Developing tools to predict antimicrobial resistance gene and mobile genetic element profiles from metagenomic analysis and demographic data

The goal of my PhD is to create a tool to predict the profiles of antimicrobial resistance (AMR) in humans using insights from metagenomic data, and other demographics, such as lifestyle, location and socio-economic status. The PhD will include multiple investigations into different metrics for the prediction tool that can act as independent projects, making this PhD strategy flexible and robust.
The World Health Organisation describes AMR as "one of the biggest threats to global health, food security, and development today". Common bacterial infections are becoming untreatable by antibiotics due to antibiotic resistance, especially in countries such as India and China, where antibiotic over-use and misuse are common. AMR genes have not only been identified from AMR infections, but also in saliva and stool samples from healthy individuals (Diaz-Torres et al., 2006, Pehrsson et al., 2016). Microbes in healthy individuals may acquire AMR genes through: association with mobile genetic elements (MGE) that undergo horizontal gene transfer (HGT) from microbes in the environment, especially from overcrowded living conditions, poor sanitation and farming where antimicrobial drugs are constantly administered to animals; and misuse of antibiotics from a previous infection i.e. not completing the course. Quantifying AMR status of individuals across the globe could have a significant impact on targeting policies most rapidly to those areas with populations at high risk of AMR, for example, earlier surveillance of potential AMR infections and regulating the use of certain antibiotics.

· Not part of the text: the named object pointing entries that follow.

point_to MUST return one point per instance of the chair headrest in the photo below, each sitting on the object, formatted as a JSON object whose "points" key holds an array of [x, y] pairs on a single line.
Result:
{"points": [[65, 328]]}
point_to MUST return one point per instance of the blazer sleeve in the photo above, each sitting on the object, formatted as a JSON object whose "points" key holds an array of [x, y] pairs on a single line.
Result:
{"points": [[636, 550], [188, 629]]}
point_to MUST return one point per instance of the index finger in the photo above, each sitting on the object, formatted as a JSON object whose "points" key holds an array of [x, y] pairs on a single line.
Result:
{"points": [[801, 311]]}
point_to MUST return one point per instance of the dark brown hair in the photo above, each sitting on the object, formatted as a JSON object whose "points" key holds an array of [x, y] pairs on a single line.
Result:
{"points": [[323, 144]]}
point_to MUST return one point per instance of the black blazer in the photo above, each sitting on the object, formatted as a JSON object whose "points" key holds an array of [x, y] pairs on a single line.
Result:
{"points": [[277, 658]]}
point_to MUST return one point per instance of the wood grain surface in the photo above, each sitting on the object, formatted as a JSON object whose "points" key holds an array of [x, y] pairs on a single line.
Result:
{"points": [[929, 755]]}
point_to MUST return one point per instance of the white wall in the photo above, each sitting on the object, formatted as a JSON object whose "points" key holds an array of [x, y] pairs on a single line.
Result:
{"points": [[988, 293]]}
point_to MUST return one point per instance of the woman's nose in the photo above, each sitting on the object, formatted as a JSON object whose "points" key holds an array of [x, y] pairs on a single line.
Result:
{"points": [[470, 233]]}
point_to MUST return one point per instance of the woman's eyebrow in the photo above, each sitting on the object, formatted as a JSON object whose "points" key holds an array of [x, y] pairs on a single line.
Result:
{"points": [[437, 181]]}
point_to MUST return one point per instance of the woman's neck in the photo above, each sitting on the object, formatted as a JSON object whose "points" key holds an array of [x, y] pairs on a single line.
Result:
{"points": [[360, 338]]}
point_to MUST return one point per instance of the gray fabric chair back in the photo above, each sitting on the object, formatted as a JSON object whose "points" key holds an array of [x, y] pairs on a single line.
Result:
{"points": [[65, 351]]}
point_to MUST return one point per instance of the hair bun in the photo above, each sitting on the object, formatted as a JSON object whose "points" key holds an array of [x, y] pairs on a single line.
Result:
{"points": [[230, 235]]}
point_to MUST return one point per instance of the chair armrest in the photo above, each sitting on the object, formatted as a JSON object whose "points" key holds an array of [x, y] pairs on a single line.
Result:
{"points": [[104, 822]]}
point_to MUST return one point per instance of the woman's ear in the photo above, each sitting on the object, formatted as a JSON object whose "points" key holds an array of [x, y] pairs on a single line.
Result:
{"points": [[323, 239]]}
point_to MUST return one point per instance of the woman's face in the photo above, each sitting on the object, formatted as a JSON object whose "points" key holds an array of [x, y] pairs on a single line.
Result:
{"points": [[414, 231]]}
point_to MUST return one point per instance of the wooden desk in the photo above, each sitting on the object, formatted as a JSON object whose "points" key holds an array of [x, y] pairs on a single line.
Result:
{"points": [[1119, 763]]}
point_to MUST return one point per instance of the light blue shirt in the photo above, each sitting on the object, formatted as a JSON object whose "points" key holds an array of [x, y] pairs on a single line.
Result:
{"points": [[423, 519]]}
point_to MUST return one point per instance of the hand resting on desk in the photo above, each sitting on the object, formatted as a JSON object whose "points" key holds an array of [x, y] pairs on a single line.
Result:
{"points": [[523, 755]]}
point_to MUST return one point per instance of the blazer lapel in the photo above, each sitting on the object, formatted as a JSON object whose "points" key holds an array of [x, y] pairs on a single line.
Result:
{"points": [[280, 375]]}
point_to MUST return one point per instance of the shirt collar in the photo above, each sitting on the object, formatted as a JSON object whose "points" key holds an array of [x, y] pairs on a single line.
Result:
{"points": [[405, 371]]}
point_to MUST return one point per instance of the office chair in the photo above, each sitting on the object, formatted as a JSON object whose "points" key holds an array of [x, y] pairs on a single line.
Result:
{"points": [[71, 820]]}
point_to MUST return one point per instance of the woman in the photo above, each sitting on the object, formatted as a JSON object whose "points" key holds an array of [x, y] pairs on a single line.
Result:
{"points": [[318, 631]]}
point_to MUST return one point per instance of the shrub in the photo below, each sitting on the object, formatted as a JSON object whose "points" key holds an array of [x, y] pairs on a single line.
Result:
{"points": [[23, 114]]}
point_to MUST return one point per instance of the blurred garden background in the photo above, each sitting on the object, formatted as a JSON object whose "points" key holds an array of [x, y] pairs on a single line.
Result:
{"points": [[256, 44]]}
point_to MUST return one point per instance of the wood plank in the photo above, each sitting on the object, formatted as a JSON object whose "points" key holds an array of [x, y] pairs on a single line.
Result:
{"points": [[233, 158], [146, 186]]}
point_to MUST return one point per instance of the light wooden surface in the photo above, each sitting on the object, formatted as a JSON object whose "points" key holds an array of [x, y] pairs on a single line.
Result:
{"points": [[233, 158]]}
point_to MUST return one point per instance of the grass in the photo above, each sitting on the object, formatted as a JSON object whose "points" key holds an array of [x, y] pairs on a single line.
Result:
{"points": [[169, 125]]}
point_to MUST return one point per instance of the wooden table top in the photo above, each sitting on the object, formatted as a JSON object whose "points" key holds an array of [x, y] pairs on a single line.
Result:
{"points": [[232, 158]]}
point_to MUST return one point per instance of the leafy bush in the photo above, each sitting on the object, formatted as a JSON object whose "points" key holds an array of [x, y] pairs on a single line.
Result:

To be able to treat infections quickly and efficiently, health professionals need to prescribe antibiotics that will be completely effective after a first course of treatment. Since AMR is becoming so prevalent, it is important for healthcare professionals to know whether an individual is likely to be at risk of expressing a certain AMR gene and whether this gene could lead to an antibiotic being ineffective against an infection. If this is known, alternative antibiotics or even bacteriophage 1 treatments could be used instead as a first course of treatment. So far, there is no universal profiling tool for AMR. However, research into AMR gene prediction tools and AMR severity scores for worldwide surveillance is already underway by Prof Andrew McArthur and collaborators in Hamilton, Canada, and draft software will be created within the year (personal correspondence). Because of this, I feel it is necessary to focus on a prediction tool that can benefit future diagnosis as well as surveillance.
I plan to create a tool that will aim to predict an individual's AMR profile and association with MGEs based on 1) parameters of microbial diversity: species abundance, richness and co-occurrence, 2) demographics, such as profession and location, and 3) how this information could be applied to antimicrobial resistance diagnosis in the future.